The Federal Reserve pause in the series of rate hikes which was interrupted earlier this month has proved constructive, but further increases might be needed to tame inflationary tendencies admitted Tuesday Michael Moskow, president of Chicago's Fed branch.
"The risk of inflation remaining too high is greater than the risk of the economy slowing. Some additional firming of policy may yet be necessary to bring inflation back into the comfort zone within a reasonable period of time" said Moskow during prepared remarks to a local chamber of commerce in Bloomington.
Moskow noted that core personal consumption expenditures, those excluding energy and food costs, have risen above his "comfort zone" of between 1 and 2%. As a result, Moskow would not rule out a resumption of the rate-hike cycle.
Last August 8 the Federal Open Market Committee decided to keep its key short-term lending rate at 5.25%, after 17 straight meetings in which the panel raised the rate in quarter-percentage-point increments dating back to June 2004. The Federal Reserve monetary policy-making panel meets again September 20.

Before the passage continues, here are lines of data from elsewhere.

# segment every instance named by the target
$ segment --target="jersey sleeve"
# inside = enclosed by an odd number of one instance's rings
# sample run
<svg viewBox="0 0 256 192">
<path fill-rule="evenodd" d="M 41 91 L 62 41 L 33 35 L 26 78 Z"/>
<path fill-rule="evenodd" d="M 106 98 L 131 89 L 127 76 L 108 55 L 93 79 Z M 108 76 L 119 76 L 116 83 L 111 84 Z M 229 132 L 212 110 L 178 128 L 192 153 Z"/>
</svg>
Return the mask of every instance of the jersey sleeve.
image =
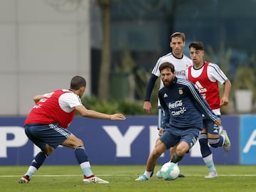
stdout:
<svg viewBox="0 0 256 192">
<path fill-rule="evenodd" d="M 223 84 L 228 80 L 227 76 L 215 63 L 210 63 L 207 70 L 208 78 L 213 82 L 215 82 L 217 80 L 219 83 Z"/>
<path fill-rule="evenodd" d="M 189 82 L 187 87 L 189 90 L 191 99 L 194 102 L 194 105 L 198 111 L 203 114 L 207 119 L 212 120 L 213 122 L 217 121 L 216 115 L 213 113 L 209 105 L 202 97 L 195 85 L 192 82 Z"/>
</svg>

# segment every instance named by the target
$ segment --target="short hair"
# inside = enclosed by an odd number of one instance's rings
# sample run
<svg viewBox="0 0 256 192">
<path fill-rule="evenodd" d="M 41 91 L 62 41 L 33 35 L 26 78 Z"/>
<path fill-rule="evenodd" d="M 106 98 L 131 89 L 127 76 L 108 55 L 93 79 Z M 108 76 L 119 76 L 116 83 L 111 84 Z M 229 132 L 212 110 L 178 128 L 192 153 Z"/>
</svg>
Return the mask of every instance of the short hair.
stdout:
<svg viewBox="0 0 256 192">
<path fill-rule="evenodd" d="M 173 38 L 176 38 L 176 37 L 181 38 L 183 42 L 185 41 L 186 37 L 185 37 L 185 34 L 184 34 L 183 33 L 181 33 L 181 32 L 175 32 L 175 33 L 172 33 L 172 34 L 171 35 L 170 42 L 171 42 L 171 39 L 172 39 Z"/>
<path fill-rule="evenodd" d="M 166 68 L 170 68 L 171 71 L 172 73 L 174 73 L 174 71 L 175 71 L 174 64 L 172 64 L 172 63 L 171 63 L 169 62 L 164 62 L 162 64 L 161 64 L 160 66 L 159 66 L 160 72 L 162 71 L 163 70 L 166 69 Z"/>
<path fill-rule="evenodd" d="M 188 48 L 194 48 L 196 50 L 204 50 L 203 44 L 201 41 L 193 41 L 189 44 Z"/>
<path fill-rule="evenodd" d="M 70 89 L 78 90 L 82 87 L 86 87 L 86 80 L 81 76 L 75 76 L 70 81 Z"/>
</svg>

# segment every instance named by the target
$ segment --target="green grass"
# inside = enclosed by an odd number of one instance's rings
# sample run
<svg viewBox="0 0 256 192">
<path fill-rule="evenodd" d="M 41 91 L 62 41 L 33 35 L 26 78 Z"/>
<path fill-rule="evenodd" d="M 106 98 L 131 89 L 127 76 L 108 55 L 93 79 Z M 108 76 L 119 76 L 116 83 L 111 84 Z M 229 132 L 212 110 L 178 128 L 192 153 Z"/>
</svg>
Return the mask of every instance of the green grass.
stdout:
<svg viewBox="0 0 256 192">
<path fill-rule="evenodd" d="M 85 184 L 79 166 L 43 166 L 29 183 L 18 180 L 27 170 L 23 166 L 1 166 L 1 191 L 256 191 L 256 166 L 216 166 L 219 176 L 205 178 L 205 166 L 179 166 L 185 178 L 174 181 L 155 176 L 146 181 L 134 179 L 144 166 L 92 166 L 93 172 L 110 184 Z M 159 166 L 156 167 L 159 170 Z"/>
</svg>

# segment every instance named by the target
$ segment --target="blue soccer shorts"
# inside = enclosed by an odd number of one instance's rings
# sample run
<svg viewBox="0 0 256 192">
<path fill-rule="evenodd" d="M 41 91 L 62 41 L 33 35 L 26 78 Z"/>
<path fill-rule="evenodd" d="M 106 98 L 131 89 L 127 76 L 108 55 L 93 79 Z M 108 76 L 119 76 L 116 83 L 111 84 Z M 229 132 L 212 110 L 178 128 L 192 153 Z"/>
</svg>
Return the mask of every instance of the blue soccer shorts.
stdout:
<svg viewBox="0 0 256 192">
<path fill-rule="evenodd" d="M 198 129 L 181 129 L 174 127 L 165 129 L 159 139 L 169 149 L 177 144 L 185 142 L 190 149 L 196 144 L 200 134 Z"/>
<path fill-rule="evenodd" d="M 62 128 L 58 124 L 30 124 L 24 127 L 29 139 L 42 151 L 45 151 L 46 144 L 56 149 L 71 135 L 68 130 Z"/>
</svg>

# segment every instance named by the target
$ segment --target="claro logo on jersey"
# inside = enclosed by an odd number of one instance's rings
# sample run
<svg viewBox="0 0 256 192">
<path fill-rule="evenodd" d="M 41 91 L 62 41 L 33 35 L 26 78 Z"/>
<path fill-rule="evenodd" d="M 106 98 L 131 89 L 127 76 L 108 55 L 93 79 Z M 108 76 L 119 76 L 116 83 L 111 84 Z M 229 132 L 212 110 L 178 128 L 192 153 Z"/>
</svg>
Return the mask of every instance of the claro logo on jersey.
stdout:
<svg viewBox="0 0 256 192">
<path fill-rule="evenodd" d="M 207 89 L 203 87 L 203 85 L 199 82 L 199 81 L 196 81 L 195 83 L 196 87 L 198 90 L 199 93 L 202 95 L 203 99 L 206 99 L 206 96 L 204 92 L 207 92 Z"/>
<path fill-rule="evenodd" d="M 176 116 L 176 115 L 180 115 L 181 114 L 183 114 L 186 111 L 186 110 L 185 109 L 184 107 L 182 107 L 182 105 L 183 105 L 182 100 L 178 100 L 174 103 L 170 102 L 168 106 L 169 109 L 180 107 L 176 110 L 172 110 L 171 112 L 171 115 Z"/>
</svg>

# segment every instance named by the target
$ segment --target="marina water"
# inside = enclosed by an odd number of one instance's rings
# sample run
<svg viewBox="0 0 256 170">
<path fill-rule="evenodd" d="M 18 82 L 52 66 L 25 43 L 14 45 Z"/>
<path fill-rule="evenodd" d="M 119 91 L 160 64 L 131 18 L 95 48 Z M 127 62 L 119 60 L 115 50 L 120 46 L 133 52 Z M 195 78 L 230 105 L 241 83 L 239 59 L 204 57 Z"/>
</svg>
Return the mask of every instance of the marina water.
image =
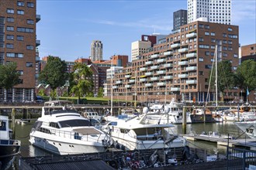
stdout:
<svg viewBox="0 0 256 170">
<path fill-rule="evenodd" d="M 51 154 L 35 148 L 29 144 L 29 132 L 34 122 L 29 122 L 29 124 L 23 125 L 16 124 L 16 139 L 22 141 L 20 156 L 34 157 L 51 155 Z M 175 128 L 172 128 L 172 131 L 175 134 L 178 134 L 182 133 L 182 124 L 175 124 Z M 243 134 L 243 132 L 233 122 L 187 124 L 187 134 L 195 133 L 200 134 L 202 131 L 206 131 L 207 134 L 209 131 L 217 131 L 220 134 L 227 135 L 229 134 L 230 136 L 234 138 L 241 135 L 239 138 L 245 138 L 245 140 L 248 138 Z M 216 143 L 202 141 L 188 141 L 189 147 L 206 149 L 210 153 L 214 153 L 215 151 L 218 151 L 220 154 L 225 154 L 227 151 L 227 148 L 225 146 L 219 146 Z M 18 160 L 19 157 L 16 158 L 16 162 L 11 169 L 18 169 Z"/>
</svg>

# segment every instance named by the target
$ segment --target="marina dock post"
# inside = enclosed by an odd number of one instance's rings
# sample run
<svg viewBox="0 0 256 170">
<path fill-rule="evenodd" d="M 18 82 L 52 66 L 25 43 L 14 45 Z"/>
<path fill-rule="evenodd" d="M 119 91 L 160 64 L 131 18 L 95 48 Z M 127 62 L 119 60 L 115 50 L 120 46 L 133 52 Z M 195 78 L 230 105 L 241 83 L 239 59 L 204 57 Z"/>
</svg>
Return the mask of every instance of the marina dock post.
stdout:
<svg viewBox="0 0 256 170">
<path fill-rule="evenodd" d="M 15 137 L 15 108 L 12 109 L 12 135 Z"/>
<path fill-rule="evenodd" d="M 182 134 L 187 133 L 187 114 L 186 114 L 187 109 L 185 106 L 183 106 L 183 110 L 182 110 Z"/>
</svg>

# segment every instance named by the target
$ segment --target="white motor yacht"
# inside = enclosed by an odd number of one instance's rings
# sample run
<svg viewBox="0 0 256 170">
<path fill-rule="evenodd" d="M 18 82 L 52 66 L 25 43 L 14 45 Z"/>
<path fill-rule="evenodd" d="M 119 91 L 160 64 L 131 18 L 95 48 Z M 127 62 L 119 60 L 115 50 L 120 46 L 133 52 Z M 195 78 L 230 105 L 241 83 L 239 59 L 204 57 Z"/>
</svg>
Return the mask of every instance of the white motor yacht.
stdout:
<svg viewBox="0 0 256 170">
<path fill-rule="evenodd" d="M 7 169 L 19 153 L 20 141 L 10 138 L 8 116 L 0 115 L 0 169 Z"/>
<path fill-rule="evenodd" d="M 102 127 L 114 145 L 126 150 L 184 147 L 186 141 L 171 132 L 171 124 L 158 124 L 141 114 L 129 120 L 115 120 Z"/>
<path fill-rule="evenodd" d="M 56 155 L 106 151 L 111 144 L 109 136 L 91 125 L 67 102 L 45 103 L 29 134 L 30 143 Z"/>
<path fill-rule="evenodd" d="M 256 139 L 256 121 L 237 121 L 234 124 L 251 138 Z"/>
</svg>

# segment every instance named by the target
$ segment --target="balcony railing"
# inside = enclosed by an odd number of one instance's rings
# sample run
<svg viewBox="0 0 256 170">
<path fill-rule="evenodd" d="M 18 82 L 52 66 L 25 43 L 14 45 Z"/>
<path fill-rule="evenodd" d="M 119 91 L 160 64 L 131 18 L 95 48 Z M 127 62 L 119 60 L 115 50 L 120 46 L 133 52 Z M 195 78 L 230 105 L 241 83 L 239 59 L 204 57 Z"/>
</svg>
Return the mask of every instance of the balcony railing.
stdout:
<svg viewBox="0 0 256 170">
<path fill-rule="evenodd" d="M 189 74 L 187 74 L 187 73 L 178 74 L 178 78 L 182 78 L 182 79 L 188 78 L 189 77 Z"/>
<path fill-rule="evenodd" d="M 147 62 L 145 62 L 145 65 L 152 65 L 154 63 L 154 62 L 153 61 L 147 61 Z"/>
<path fill-rule="evenodd" d="M 165 85 L 166 85 L 166 83 L 164 82 L 161 82 L 161 83 L 157 83 L 157 87 L 162 87 L 162 86 L 165 86 Z"/>
<path fill-rule="evenodd" d="M 171 87 L 171 91 L 180 91 L 180 87 Z"/>
<path fill-rule="evenodd" d="M 183 49 L 178 49 L 178 52 L 180 53 L 186 53 L 188 51 L 189 51 L 189 49 L 188 48 L 183 48 Z"/>
<path fill-rule="evenodd" d="M 166 51 L 166 52 L 164 53 L 164 56 L 171 56 L 171 55 L 173 55 L 173 52 L 172 51 Z"/>
<path fill-rule="evenodd" d="M 195 32 L 192 32 L 190 34 L 185 35 L 185 38 L 187 38 L 187 39 L 191 39 L 191 38 L 194 38 L 194 37 L 196 37 Z"/>
<path fill-rule="evenodd" d="M 151 81 L 158 81 L 160 80 L 159 77 L 151 77 L 150 78 Z"/>
<path fill-rule="evenodd" d="M 145 73 L 145 76 L 153 76 L 153 72 L 147 72 Z"/>
<path fill-rule="evenodd" d="M 195 83 L 197 83 L 197 80 L 186 80 L 185 83 L 188 84 L 195 84 Z"/>
<path fill-rule="evenodd" d="M 140 71 L 147 71 L 147 68 L 146 67 L 143 67 L 143 68 L 140 68 Z"/>
<path fill-rule="evenodd" d="M 151 70 L 159 69 L 159 66 L 154 66 L 150 67 Z"/>
<path fill-rule="evenodd" d="M 163 63 L 163 62 L 165 62 L 165 59 L 158 59 L 158 60 L 157 60 L 157 62 L 158 63 Z"/>
<path fill-rule="evenodd" d="M 145 87 L 153 87 L 153 83 L 145 83 Z"/>
<path fill-rule="evenodd" d="M 164 80 L 171 80 L 172 78 L 173 78 L 172 76 L 164 76 Z"/>
<path fill-rule="evenodd" d="M 172 63 L 166 63 L 164 65 L 164 68 L 169 68 L 169 67 L 172 67 Z"/>
<path fill-rule="evenodd" d="M 188 61 L 179 61 L 178 62 L 178 66 L 184 66 L 184 65 L 188 65 L 189 62 Z"/>
<path fill-rule="evenodd" d="M 188 66 L 185 70 L 187 71 L 195 71 L 197 70 L 197 66 Z"/>
<path fill-rule="evenodd" d="M 157 74 L 165 74 L 165 70 L 157 71 Z"/>
<path fill-rule="evenodd" d="M 175 43 L 175 44 L 171 44 L 171 49 L 178 48 L 180 46 L 181 46 L 181 44 L 180 43 Z"/>
<path fill-rule="evenodd" d="M 185 55 L 185 57 L 187 58 L 193 58 L 193 57 L 196 57 L 196 53 L 189 53 Z"/>
</svg>

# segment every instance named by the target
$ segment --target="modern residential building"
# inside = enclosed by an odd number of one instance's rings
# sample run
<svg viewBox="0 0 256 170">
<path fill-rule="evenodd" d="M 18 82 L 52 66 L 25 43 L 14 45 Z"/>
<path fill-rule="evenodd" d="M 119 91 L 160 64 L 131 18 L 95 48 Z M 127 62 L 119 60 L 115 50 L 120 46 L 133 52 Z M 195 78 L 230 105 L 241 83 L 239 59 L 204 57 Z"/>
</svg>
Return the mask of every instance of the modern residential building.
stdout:
<svg viewBox="0 0 256 170">
<path fill-rule="evenodd" d="M 188 23 L 188 11 L 180 9 L 173 12 L 173 29 L 172 32 L 178 31 L 179 28 Z"/>
<path fill-rule="evenodd" d="M 188 23 L 196 20 L 231 24 L 231 0 L 188 0 Z"/>
<path fill-rule="evenodd" d="M 97 61 L 102 60 L 103 44 L 101 41 L 94 40 L 91 43 L 91 60 Z"/>
<path fill-rule="evenodd" d="M 36 0 L 0 1 L 0 64 L 15 62 L 20 73 L 20 83 L 13 89 L 0 87 L 0 100 L 34 100 L 40 45 L 36 24 L 40 20 L 36 7 Z"/>
<path fill-rule="evenodd" d="M 256 43 L 241 46 L 241 62 L 247 60 L 256 61 Z"/>
<path fill-rule="evenodd" d="M 140 41 L 132 42 L 132 61 L 137 60 L 137 57 L 142 53 L 148 52 L 149 49 L 157 43 L 157 37 L 155 36 L 142 35 Z"/>
<path fill-rule="evenodd" d="M 229 60 L 236 70 L 238 32 L 237 26 L 201 21 L 182 26 L 180 32 L 133 60 L 132 66 L 116 73 L 112 81 L 107 79 L 106 94 L 114 87 L 113 98 L 119 100 L 215 100 L 215 89 L 207 96 L 213 57 L 217 53 L 218 60 Z M 239 91 L 226 91 L 224 100 L 239 100 Z"/>
</svg>

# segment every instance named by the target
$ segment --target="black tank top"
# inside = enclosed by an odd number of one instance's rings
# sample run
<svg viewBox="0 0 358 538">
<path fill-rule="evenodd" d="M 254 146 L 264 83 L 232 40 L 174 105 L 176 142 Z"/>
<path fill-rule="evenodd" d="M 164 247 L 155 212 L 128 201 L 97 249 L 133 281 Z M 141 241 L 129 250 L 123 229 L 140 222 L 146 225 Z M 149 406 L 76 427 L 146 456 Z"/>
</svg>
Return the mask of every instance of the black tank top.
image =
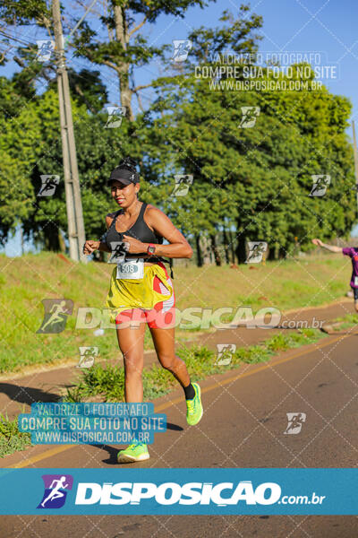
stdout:
<svg viewBox="0 0 358 538">
<path fill-rule="evenodd" d="M 107 233 L 103 236 L 101 239 L 102 241 L 106 242 L 108 248 L 111 248 L 111 242 L 123 241 L 124 234 L 135 238 L 136 239 L 138 239 L 139 241 L 142 241 L 143 243 L 155 243 L 160 245 L 163 243 L 163 238 L 159 235 L 157 235 L 155 231 L 150 230 L 150 228 L 144 221 L 144 212 L 146 210 L 147 205 L 148 204 L 146 204 L 145 202 L 142 203 L 136 221 L 126 231 L 117 231 L 115 230 L 115 221 L 117 217 L 123 213 L 123 209 L 120 209 L 115 213 L 115 218 L 113 219 Z M 144 255 L 147 255 L 147 252 L 140 252 L 139 254 L 127 254 L 125 257 L 139 257 Z"/>
</svg>

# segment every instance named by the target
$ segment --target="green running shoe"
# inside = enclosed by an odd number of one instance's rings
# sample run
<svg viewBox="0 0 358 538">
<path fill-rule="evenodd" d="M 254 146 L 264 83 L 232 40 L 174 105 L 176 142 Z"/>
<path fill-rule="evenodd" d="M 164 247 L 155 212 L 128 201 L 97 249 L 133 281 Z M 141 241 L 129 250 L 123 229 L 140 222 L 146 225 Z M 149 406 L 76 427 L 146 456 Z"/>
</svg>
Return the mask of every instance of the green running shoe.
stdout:
<svg viewBox="0 0 358 538">
<path fill-rule="evenodd" d="M 198 424 L 202 417 L 202 404 L 200 399 L 200 387 L 198 383 L 192 383 L 195 390 L 195 396 L 192 400 L 186 400 L 186 421 L 190 426 Z"/>
<path fill-rule="evenodd" d="M 118 464 L 131 464 L 149 459 L 147 445 L 144 443 L 132 443 L 124 450 L 120 450 L 117 455 Z"/>
</svg>

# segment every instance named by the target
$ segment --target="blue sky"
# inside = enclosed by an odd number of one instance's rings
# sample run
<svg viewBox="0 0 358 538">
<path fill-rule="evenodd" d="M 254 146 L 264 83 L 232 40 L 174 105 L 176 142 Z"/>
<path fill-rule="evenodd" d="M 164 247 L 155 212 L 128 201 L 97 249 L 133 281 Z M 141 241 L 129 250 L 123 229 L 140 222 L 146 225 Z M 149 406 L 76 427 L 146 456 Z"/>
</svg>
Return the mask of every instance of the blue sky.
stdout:
<svg viewBox="0 0 358 538">
<path fill-rule="evenodd" d="M 63 3 L 64 4 L 64 3 Z M 90 1 L 86 2 L 87 5 Z M 99 2 L 98 3 L 99 4 Z M 203 10 L 190 8 L 183 19 L 173 16 L 161 16 L 155 25 L 145 31 L 149 43 L 171 44 L 173 39 L 186 39 L 188 34 L 199 26 L 212 27 L 219 24 L 218 18 L 224 10 L 237 13 L 241 3 L 233 0 L 210 2 Z M 72 3 L 73 5 L 73 4 Z M 68 5 L 70 5 L 68 4 Z M 258 0 L 251 3 L 251 12 L 263 17 L 263 27 L 259 33 L 263 39 L 260 42 L 260 52 L 267 53 L 320 53 L 321 65 L 335 65 L 337 76 L 324 80 L 328 88 L 336 94 L 348 97 L 353 103 L 351 120 L 354 119 L 358 130 L 358 34 L 355 22 L 358 20 L 358 3 L 354 0 Z M 82 9 L 73 12 L 80 17 Z M 89 15 L 94 26 L 98 22 L 94 15 Z M 22 29 L 21 39 L 33 40 L 43 39 L 38 30 L 33 33 L 33 27 Z M 13 31 L 12 32 L 13 35 Z M 72 58 L 69 50 L 69 65 L 76 70 L 88 66 L 79 58 Z M 17 70 L 13 63 L 0 68 L 0 74 L 9 76 Z M 109 87 L 110 104 L 118 102 L 118 82 L 114 72 L 101 70 L 104 82 Z M 162 72 L 163 73 L 163 72 Z M 136 84 L 143 84 L 160 74 L 160 65 L 152 63 L 135 74 Z M 152 99 L 151 90 L 142 92 L 144 105 Z M 351 129 L 348 130 L 351 135 Z M 358 227 L 354 234 L 358 233 Z M 29 246 L 30 247 L 30 246 Z M 19 234 L 9 241 L 5 247 L 8 256 L 20 255 Z"/>
</svg>

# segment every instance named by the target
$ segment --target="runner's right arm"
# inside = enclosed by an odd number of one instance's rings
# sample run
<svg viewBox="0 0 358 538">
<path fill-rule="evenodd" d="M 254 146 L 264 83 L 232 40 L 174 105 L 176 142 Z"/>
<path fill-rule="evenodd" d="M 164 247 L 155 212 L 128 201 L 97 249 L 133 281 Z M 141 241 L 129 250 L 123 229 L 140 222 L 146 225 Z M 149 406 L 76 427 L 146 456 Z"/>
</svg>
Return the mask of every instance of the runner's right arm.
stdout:
<svg viewBox="0 0 358 538">
<path fill-rule="evenodd" d="M 341 247 L 335 247 L 334 245 L 327 245 L 326 243 L 322 243 L 320 239 L 312 239 L 313 245 L 317 245 L 317 247 L 322 247 L 322 248 L 326 248 L 329 250 L 329 252 L 334 252 L 336 254 L 340 254 L 343 251 Z"/>
</svg>

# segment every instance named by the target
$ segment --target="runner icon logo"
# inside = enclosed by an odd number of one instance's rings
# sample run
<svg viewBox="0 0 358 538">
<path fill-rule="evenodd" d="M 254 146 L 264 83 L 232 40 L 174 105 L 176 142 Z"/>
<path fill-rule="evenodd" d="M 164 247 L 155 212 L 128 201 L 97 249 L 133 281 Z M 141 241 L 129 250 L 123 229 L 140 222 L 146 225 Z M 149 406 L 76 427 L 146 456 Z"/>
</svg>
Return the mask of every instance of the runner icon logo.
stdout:
<svg viewBox="0 0 358 538">
<path fill-rule="evenodd" d="M 107 107 L 108 118 L 105 129 L 115 129 L 122 125 L 122 119 L 125 117 L 126 107 Z"/>
<path fill-rule="evenodd" d="M 40 176 L 41 188 L 38 196 L 52 196 L 55 195 L 55 188 L 60 182 L 60 176 Z"/>
<path fill-rule="evenodd" d="M 192 174 L 176 174 L 175 177 L 175 187 L 171 196 L 185 196 L 188 194 L 189 187 L 192 185 L 193 178 Z"/>
<path fill-rule="evenodd" d="M 90 368 L 93 366 L 95 357 L 98 354 L 98 348 L 95 346 L 80 346 L 80 360 L 76 368 Z"/>
<path fill-rule="evenodd" d="M 192 47 L 192 41 L 190 39 L 173 39 L 174 53 L 172 60 L 180 64 L 184 62 Z"/>
<path fill-rule="evenodd" d="M 248 241 L 249 254 L 245 264 L 260 264 L 268 249 L 265 241 Z"/>
<path fill-rule="evenodd" d="M 61 508 L 66 500 L 67 490 L 72 489 L 71 474 L 43 474 L 45 491 L 38 508 Z"/>
<path fill-rule="evenodd" d="M 286 412 L 287 415 L 287 428 L 285 434 L 287 435 L 296 435 L 300 433 L 303 422 L 306 421 L 306 413 L 305 412 Z"/>
<path fill-rule="evenodd" d="M 313 180 L 312 189 L 310 196 L 324 196 L 328 185 L 330 185 L 330 176 L 327 175 L 312 175 Z"/>
</svg>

But the Fed Chicago chairman also reiterated earlier statements made by Fed chairman Ben Bernanke and the FOMC that they see signs of slower growth. That in turn will cause a moderation of inflation pressures, according to the Fed.
The U.S. economy is feeling "some effects" of a two-year policy of rising short-term interest rates among which are part of the reason for a slow-down impacting the housing market. However, Moskow found no reason to revise estimates of a 3 to 3.25% US economy expansion for 2006.